I had made it an invariable rule always to dress and undress my infant, never suffered it to be placed in a cradle, nor to be fed out of my presence. A basket of an oblong shape with four handles (with a pillow and a small bolster) was her bed by day: at night she slept with me. I had too often heard of the neglect which servants show to young children, and I resolved never to expose an infant of mine either to their ignorance or inattention.  From: Mrs. Robinson’s Memoirs, looking back at the 1770s*

Wooden rocking cradle

Simple wooden cradle from the Scottish Western Isles. Holes for cord ties. Photo by HomeThingsPast

Materials and styles varied regionally, though the basics stayed the same. Planks of wood from big trees were available inmuch of Britain and Scandinavia. Numerous paintings of Dutch domestic life confirm that wicker cradles were common  in the Netherlands. Cradles were ornamented with colourful folk art in areas with strong traditions of painting on wooden furniture.

Natural rocking

The last word goes to the 18th century “expert”  quoted earlier:

Painted cradle

Cradle from Swedish farmhouse. Painted and carved traditional folk art decoration. Photo by Wolfgang Sauber

I cannot help thinking, there is something so truly natural, as well as pleasant, in the wavy motion of a cradle, and so like what children have been used to before they are born, ….that, always wishing to follow nature as I do, I cannot, on the whole, but give an opinion rather in favour of the cradle. From: …Management of Infants, 1784*


* Michael Underwood,   A treatise on the diseases of children, with directions for the management of infants from the birth; especially such as are brought up by hand, London 1784
* Memoirs of the late Mrs. Robinson, written by herself. With some posthumous pieces. Edited by her daughter, M. E. Robinson, London 1801
* More about the American wicker cradle picture here.

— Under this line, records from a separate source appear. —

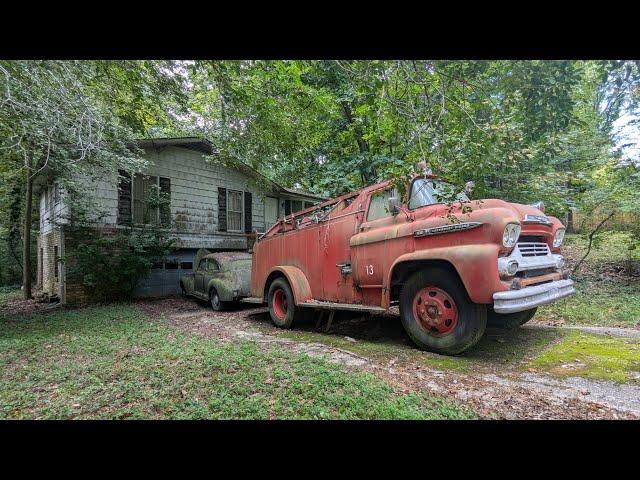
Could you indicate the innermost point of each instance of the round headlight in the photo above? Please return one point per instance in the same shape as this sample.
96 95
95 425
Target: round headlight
510 234
505 236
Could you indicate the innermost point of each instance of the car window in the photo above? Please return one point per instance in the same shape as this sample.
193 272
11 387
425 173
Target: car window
428 192
379 206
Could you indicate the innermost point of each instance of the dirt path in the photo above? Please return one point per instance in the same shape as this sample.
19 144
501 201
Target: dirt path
492 390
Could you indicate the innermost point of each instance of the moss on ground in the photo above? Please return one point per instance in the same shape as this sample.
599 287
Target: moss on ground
112 362
592 356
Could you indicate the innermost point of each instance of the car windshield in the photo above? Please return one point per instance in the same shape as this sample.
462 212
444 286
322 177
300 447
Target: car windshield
240 264
428 192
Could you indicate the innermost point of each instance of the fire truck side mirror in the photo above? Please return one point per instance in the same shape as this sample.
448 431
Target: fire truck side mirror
394 205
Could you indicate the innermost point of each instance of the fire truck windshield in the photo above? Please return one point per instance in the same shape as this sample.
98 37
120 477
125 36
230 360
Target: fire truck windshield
427 191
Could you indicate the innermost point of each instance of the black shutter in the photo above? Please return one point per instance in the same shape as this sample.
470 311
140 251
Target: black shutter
247 212
124 198
222 209
165 207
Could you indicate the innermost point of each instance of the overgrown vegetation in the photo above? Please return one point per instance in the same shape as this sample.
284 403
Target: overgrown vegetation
113 362
110 263
607 284
593 356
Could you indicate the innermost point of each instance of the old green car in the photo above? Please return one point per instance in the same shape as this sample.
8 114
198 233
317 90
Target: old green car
220 278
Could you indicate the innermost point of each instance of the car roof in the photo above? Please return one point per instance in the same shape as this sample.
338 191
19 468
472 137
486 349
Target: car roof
225 257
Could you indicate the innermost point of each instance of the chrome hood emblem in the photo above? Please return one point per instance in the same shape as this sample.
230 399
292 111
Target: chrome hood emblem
543 219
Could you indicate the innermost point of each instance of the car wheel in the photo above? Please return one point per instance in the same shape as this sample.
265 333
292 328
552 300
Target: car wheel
215 301
509 321
282 308
437 313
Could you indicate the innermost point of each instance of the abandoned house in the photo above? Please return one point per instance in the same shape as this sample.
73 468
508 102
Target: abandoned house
211 206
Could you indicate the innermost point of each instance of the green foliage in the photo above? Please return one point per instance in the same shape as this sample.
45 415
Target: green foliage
109 263
113 362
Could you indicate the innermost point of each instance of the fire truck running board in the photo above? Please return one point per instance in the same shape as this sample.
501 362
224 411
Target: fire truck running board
257 300
342 306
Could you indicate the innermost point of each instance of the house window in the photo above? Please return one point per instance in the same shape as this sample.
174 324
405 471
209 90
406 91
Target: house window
296 206
234 210
142 197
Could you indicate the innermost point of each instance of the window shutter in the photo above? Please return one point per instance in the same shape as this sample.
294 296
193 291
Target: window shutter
124 198
222 209
247 212
165 208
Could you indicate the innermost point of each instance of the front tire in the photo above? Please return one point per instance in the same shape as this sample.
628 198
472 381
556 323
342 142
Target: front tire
437 313
509 321
282 308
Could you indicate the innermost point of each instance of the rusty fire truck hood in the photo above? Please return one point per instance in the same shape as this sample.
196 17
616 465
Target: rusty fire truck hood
519 209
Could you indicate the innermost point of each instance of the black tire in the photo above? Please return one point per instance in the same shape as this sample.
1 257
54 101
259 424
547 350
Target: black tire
509 321
214 299
282 308
466 330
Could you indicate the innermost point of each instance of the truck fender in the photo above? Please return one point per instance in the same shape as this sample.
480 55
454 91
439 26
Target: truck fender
297 280
225 291
476 266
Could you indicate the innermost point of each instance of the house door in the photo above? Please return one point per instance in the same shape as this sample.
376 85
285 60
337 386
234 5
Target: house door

Photographers credited in captions. Links to originals here:
Dutch-American wicker cradle, Swedish cradle.
More picture info here


{ 7 comments… read them below or add one }

Mj February 28, 2012 at 3:37 pm

I have a wicker rocking cradle that was my grandmother’s and would have been made in the 1800’s if it was purchased new. It is on tall legs and has lots of scroll work. The tops of the leg pieces are also decorated with scroll work. The cradle itself is fairly large. I have been unable to locate anything like it on-line. However, I opened an older quilting book yesterday and low and behold there was one just like it.
Any help you could give me about its origin or worth would be great.


lel February 29, 2012 at 4:23 pm

Hi -Your cradle sounds wonderful. Amazing to suddenly see its twin in a book like that! I wish I could help, but you would be better showing it (or photos of it) to a museum or antiques dealer and telling them the name of the book you saw it in. It would be great if this led to more info for you. Good luck!


Tom Oak January 30, 2013 at 2:55 pm

I love wooden rocking cradles, as well as wooden furniture…that’s just how I roll I guess!

Thanks for the post and history lesson 🙂


RK August 18, 2014 at 3:03 pm

I would be very interested to know more about the 17C style Oak Cradles – do they have a value? Where do you look to purchase/sell them?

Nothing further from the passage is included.